The pace of regulatory change is the one that affects every firm. This month the JFSC published an updated AML/CFT/CPF Handbook effective 31 May, with further changes to the MLCO framework coming 30 June and Reliance regime changes following on 31 October. Three rounds of handbook updates in five months. Each time, every regulated firm needs to check whether their policies and procedures still hold up against the new requirements.

Resource is the second challenge. Jersey firms are often small. The compliance officer covers AML, data protection, risk, governance, and regulatory reporting. Asking that person to also track every regulatory update and map it against every procedure is unrealistic without better tools.

The third is trust in technology. Compliance officers are under pressure to adopt new tools, but they need those tools to show their working, produce auditable outputs, and keep the human in the decision. A suggestion without a source and an audit trail is a liability, not a shortcut.

 

 

How is AI changing the future of compliance and regulatory operations?
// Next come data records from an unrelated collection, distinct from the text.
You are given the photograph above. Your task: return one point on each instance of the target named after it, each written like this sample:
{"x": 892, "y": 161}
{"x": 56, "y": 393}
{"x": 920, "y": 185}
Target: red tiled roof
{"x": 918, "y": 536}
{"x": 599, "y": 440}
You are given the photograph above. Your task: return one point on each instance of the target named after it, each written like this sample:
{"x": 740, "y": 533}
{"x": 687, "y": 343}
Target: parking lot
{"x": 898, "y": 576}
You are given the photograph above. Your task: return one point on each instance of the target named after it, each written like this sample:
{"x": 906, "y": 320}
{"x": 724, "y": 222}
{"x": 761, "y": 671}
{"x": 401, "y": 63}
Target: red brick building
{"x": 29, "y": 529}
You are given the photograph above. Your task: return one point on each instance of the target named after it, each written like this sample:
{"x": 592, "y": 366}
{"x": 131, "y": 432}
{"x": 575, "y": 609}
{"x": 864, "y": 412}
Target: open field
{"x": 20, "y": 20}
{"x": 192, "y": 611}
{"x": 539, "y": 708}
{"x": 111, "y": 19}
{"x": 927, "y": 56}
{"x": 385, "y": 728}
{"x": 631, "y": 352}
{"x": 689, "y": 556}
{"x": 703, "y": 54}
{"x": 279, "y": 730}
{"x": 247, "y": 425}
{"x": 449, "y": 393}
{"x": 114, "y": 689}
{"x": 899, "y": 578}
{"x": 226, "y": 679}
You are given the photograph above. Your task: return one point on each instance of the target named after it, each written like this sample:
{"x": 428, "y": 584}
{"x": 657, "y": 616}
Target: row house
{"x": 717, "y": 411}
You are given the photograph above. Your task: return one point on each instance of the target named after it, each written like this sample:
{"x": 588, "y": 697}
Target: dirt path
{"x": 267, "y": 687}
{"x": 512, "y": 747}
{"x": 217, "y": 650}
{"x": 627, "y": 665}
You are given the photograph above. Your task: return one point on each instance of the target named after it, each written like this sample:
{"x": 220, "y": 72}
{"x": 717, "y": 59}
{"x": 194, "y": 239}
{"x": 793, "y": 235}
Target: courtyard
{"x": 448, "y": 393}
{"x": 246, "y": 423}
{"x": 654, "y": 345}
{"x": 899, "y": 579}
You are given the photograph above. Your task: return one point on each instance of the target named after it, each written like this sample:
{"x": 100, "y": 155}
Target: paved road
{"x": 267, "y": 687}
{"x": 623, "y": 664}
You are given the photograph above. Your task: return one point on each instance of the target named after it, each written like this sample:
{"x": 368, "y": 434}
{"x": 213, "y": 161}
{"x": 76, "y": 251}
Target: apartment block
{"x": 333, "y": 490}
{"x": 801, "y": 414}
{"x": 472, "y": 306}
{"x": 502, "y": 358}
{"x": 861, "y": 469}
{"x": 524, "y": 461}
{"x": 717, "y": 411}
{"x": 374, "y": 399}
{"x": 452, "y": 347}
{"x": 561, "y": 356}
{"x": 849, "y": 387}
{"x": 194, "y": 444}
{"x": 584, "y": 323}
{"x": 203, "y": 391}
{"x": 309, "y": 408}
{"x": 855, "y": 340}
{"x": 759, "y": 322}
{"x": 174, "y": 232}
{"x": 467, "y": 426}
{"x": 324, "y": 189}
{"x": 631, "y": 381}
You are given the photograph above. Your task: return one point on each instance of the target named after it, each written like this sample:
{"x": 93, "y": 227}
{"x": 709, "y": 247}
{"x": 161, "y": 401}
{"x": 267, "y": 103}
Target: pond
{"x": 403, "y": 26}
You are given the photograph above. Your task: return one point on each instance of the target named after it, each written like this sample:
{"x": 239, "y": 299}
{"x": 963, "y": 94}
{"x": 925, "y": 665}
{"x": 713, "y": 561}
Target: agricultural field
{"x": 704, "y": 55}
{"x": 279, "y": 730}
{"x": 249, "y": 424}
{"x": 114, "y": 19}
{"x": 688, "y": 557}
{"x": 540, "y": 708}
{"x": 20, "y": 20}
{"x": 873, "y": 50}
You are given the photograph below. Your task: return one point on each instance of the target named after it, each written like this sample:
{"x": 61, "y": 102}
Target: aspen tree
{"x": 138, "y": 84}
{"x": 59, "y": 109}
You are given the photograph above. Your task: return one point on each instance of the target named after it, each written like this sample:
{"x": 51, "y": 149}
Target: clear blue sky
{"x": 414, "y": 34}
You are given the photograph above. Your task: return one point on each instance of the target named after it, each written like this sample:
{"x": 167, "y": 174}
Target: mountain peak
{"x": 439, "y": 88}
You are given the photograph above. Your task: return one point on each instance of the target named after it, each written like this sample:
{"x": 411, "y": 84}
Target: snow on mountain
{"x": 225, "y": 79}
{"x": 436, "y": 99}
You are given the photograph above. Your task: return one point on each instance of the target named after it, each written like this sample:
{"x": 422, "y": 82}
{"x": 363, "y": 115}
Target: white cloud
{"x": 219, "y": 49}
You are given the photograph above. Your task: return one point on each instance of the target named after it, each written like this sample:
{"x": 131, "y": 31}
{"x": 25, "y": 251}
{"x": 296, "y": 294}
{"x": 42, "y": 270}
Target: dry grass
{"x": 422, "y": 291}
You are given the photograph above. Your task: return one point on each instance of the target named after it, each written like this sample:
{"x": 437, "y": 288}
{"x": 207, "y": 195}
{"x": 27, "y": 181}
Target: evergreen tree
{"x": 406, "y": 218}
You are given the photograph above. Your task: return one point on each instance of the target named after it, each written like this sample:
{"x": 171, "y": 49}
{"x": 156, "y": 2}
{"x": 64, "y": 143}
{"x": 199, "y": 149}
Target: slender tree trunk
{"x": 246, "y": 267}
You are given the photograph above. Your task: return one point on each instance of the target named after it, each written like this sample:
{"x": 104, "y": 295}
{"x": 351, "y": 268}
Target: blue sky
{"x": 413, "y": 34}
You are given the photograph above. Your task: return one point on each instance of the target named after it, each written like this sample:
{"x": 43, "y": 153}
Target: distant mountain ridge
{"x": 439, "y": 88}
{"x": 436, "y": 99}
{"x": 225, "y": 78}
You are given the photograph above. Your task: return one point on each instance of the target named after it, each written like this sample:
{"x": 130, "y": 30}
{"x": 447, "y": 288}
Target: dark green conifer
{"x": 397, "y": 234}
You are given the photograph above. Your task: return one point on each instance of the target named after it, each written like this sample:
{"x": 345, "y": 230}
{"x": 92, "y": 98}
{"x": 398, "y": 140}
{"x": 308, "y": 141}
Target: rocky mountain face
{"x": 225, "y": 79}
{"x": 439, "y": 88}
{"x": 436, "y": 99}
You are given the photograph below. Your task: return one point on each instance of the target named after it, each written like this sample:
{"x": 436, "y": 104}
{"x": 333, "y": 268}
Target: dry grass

AI has been in compliance for years. Transaction monitoring uses machine learning to cut false positives. Sanctions screening runs on NLP and fuzzy matching. KYC combines ML, OCR, and RPA. Generative AI drafts SAR narratives for compliance officers to review. These are established, proven use cases.

The same technologies are being used against those defences. Deepfake face-swaps bypass video KYC checks on standard laptops with sub-50-millisecond latency. Synthetic identities built from stolen data and AI-generated documents pass onboarding checks because the underlying components are real. Fraud-as-a-service tools that do this cost less than fifty dollars a month. INTERPOL reported an increase in AI-facilitated synthetic identity fraud in March 2026.

At the same time, the regulatory perimeter is expanding. VASPs, DeFi platforms, and tokenized assets are being brought under the same AML expectations as traditional financial services. More activities to regulate, more threats to detect, more procedures to keep current.

The compliance teams responding to all of this are the same small teams described in Q6. The tools are getting faster on both sides.

 

 


What made you join Digital Jersey?

I’ve been connected with Digital Jersey since before Govix existed. Years ago, the DJ Academy gave me training and insight into technologies that helped me understand what was becoming possible. When I started Govix in 2025, rejoining DJ was obvious. From the first conversation in September last year, the team has been supportive in a way that goes beyond membership. They back Jersey tech businesses and you feel that from day one.

 

What have you enjoyed most about being part of the community so far?

The access. DJ supported us with tickets to Slush in Helsinki, which gave us exposure to the European startup ecosystem at a stage when that mattered. The networking has connected us with people across Jersey’s financial services and technology sectors. The marketing support has given Govix visibility we couldn’t have built alone at this stage. And being shortlisted for the Tech Awards in our first year was a moment that validated what we’re building.

 

 

What are your goals for Govix over the next 12 months?

Growth through adoption. We want more regulated firms using our architecture and products so we can grow the engagement, feedback, and iteration loop that makes the technology sharper. Every firm that uses GapSure teaches us something about how compliance teams work in practice. That feedback drives the next version.

Beyond Jersey, we are building out the community in multiple jurisdictions and growing the team to look after those relationships. The architecture scales. The relationships need people.

 

Any exciting projects, pilots or milestones coming up?

Several. We are expanding the regulatory coverage beyond AML, extending GapSure into new jurisdictions, and bringing our regulatory data feeds to market. The product development cycles are fast and continuous. We are shortlisted for the Digital Jersey Tech Awards Start-up Award in October. We built the hard thing first. What comes next moves fast.

 

What do you enjoy outside of work?

Family, exercise, nutrition, good coffee, good wine, travel.